En medio de un escenario ya marcado por la incertidumbre climática y la inestabilidad de precios en el campo, los agricultores de diversos valles andinos enfrentan un enemigo tan pequeño como devastador: las ratas. No se trata de una presencia ocasional o anecdótica, sino de una verdadera pandemia silenciosa que, en los últimos años, ha tomado fuerza y amenaza directamente la seguridad alimentaria de comunidades enteras.

Las ratas han aprendido a convivir con los campos de cultivo como si fueran sus dominios naturales. Aprovechan el descuido en los cercos, la acumulación de desechos orgánicos, y el desorden en los canales de riego para multiplicarse en números difíciles de controlar. Las chacras de maíz, papa y trigo se han convertido en sus fuentes predilectas de alimento, y lo que comienza como pequeños mordiscos termina en cosechas enteras arruinadas.

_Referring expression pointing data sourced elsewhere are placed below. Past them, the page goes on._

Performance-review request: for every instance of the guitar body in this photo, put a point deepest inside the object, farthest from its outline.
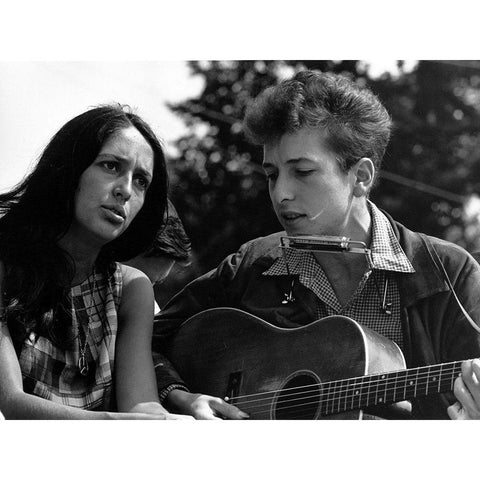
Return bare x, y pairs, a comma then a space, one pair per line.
269, 371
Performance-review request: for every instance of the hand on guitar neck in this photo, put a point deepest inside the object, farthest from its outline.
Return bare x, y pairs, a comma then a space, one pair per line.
203, 407
467, 392
331, 369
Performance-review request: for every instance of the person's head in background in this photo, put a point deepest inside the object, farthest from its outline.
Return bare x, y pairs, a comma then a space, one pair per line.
170, 251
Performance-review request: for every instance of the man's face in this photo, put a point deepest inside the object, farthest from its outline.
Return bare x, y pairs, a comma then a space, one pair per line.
310, 194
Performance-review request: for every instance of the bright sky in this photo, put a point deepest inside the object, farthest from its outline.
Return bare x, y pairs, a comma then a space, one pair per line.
37, 98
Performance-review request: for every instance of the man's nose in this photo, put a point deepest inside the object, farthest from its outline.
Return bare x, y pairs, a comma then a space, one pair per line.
282, 190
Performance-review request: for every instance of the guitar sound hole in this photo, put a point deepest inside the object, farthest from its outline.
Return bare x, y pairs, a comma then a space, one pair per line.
299, 399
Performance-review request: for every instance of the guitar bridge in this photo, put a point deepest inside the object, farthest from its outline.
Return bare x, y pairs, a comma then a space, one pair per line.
233, 387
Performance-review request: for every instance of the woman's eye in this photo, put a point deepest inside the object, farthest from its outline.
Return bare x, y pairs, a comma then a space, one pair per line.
142, 182
111, 166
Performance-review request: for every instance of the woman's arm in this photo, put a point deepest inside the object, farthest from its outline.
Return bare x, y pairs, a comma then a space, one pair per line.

Lo más alarmante es que, a diferencia de otras plagas agrícolas, esta invasión de roedores no solo destruye productos. También deteriora herramientas, contamina depósitos, y propaga enfermedades que afectan tanto a los animales de corral como a los propios campesinos. El problema, además, no distingue entre zonas rurales o periurbanas: mientras haya cultivos mal protegidos, hay campo fértil para la proliferación.

La respuesta institucional ha sido lenta o, en muchos casos, inexistente. Algunos gobiernos locales han lanzado campañas de control con veneno, pero los resultados son poco sostenibles y a menudo peligrosos para otros animales del ecosistema. Otros productores optan por métodos caseros: trampas, gatos, humo, oraciones. Sin embargo, la magnitud del problema exige una estrategia integral: educación sanitaria, programas de control coordinados, incentivos para mejorar el almacenamiento de granos y un enfoque que incluya tanto a las autoridades como a las comunidades.

Mientras no se reconozca esta plaga como una amenaza estructural y se siga tratando como un problema aislado, las ratas seguirán siendo las primeras en cosechar.